Friday Night Odds and Ends

To begin with, if you are even remotely interested in astronomy and things going on in the sky, you might want to find someplace or some way to observe the coming transit of Venus.  A planetary transit like this is when the planet crosses the disk of the sun as seen from Earth.  In North America, where most of my readers are, at least some portions of the transit will be visible on the evening of Tuesday, June 5th.  Alaska, Hawaii, and the pacific west of there will see the entire transit, with the transit occuring at sunrise over Europe, east Africa, the Indian subcontinent and the Mideast.
This is an extremely rare event!  I believe there have been seven observed since the invention of the telescope.  Due to the angles between Earth's and Venus' orbits, you get a pair of Venus transits eight years apart (we had one in '04), and then not again for a long time.  The next one will be in 2117 - not only is this the last chance of our lives to see one, but the last of our children's lives and likely our grandchildren's lives.  Our newly arrived granddaughter will have to live to 105 to see one.

This being Florida, we were clouded out of the 2004 transit.  I would like to see this one - with my own eyes.  Yes, I have a solar filter that allows use of a telescope.  If need be, I'll watch it online.  More details here.

I've mentioned before that I don't particularly believe in the concept of peak oil, at least as most commentators use it.  In an even remotely working market, as the price of one fuel rises, research into alternatives picks up (all without the fed.gov getting involved) as inventors jockey to be the next godzillionaire, and we transition between fuels.  Energy Efficiency and Technology magazine editor Leland Tesch writes on the subject this month
To understand this viewpoint, one has to go back to the originator of the peak oil theory, the geologist M. King Hubbert. Hubbert’s theory argues that world oil output is currently at or near the highest level it will ever reach, and that about half the world’s oil resources have already been produced. Hubbert devised his peak theory in 1956. He claimed U.S. oil production would likely peak somewhere between 1965 and 1970 -- reaching a point that became known as Hubbert’s Peak -- and then precipitously decline.
The problem with Hubbert's idea is that he used a simple statistical model and never accounted for the greater incentive to get more oil (or anything) as it becomes more valuable.
For example, only about 40% of the typical oil field’s production comes through traditional methods. New technology gets more production out of existing fields. And this is why a declining discovery rate for new oil fields is not a trend to worry about, says Yergin. Most of the world’s supply is not the result of new discoveries, but comes from additions to existing reserves. One study by the U.S. Geological Survey found that 86% of oil reserves in the U.S. arise not from estimates at the time the field was discovered, but from revisions and additions that come to light as the field is developed.
The end result is that fields reach a plateau and taper off slowly.  It's one reason why our known oil reserves are greater now than 10 years ago.  
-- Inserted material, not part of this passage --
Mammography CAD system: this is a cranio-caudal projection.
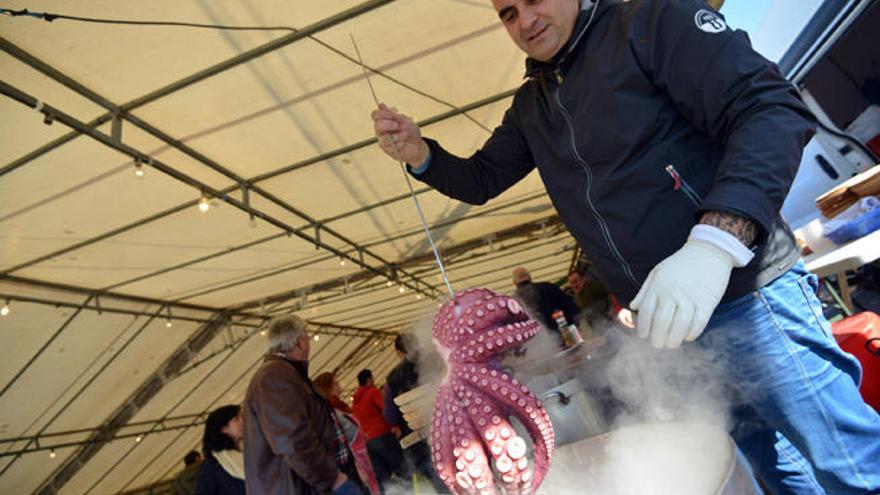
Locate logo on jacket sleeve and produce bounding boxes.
[694,9,727,34]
Is there a limited amount of oil on Earth?  Of course, Earth itself is finite, so that's not even the question.  I just don't believe anyone knows how much.  There is evidence old, abandoned oil wells refill from below, and there's a competing (abiotic) theory to oil formation that says oil is component of planets when they form, not just  fossil organic matter as most people think. 
Production at the oil field, deep in the Gulf of Mexico off the coast of Louisiana, was supposed to have declined years ago. And for a while, it behaved like any normal field: Following its 1973 discovery, Eugene Island 330's output peaked at about 15,000 barrels a day. By 1989, production had slowed to about 4,000 barrels a day.

Then suddenly—some say almost inexplicably—Eugene Island's fortunes reversed. The field, operated by PennzEnergy Co., is now producing 13,000 barrels a day, and probable reserves have rocketed to more than 400 million barrels from 60 million. Stranger still, scientists studying the field say the crude coming out of the pipe is of a geological age quite different from the oil that gushed 10 years ago.
Insert my usual rant that if the government and other toxic do-gooders would just leave the darned economy alone,  things would work themselves out just fine.

Finally, I think everyone knows how businesses act like they're actors in porn films; banks in particular check into sleazy hotels and merge repeatedly with every other bank in the world.  "Hey big fella, show me your CDOs".

Two days ago, an unsolicited replacement for one of my Mastercards came in the mail.  I had gotten it from Southeast Bank decades ago.  Over the decades, a list of big banks owned the account and reissued the card: Southeast, First Union, Wachovia, Washington Mutual and now Wells Fargo.  The new card, two days ago, was another reissue, this time by Bank of America

Coincidentally, today it's being widely reported in the gun blogs that BoA dropped McMillan USA as a customer because they are "more of a firearms manufacturer than a supplier of accessories".

Sure looks like it's time to call BoA and tell them I don't want to be a customer of any company that doesn't believe in civil rights.

5 comments:

  1. Karl Denninger spoke to someone at McMilan and confirmed the story.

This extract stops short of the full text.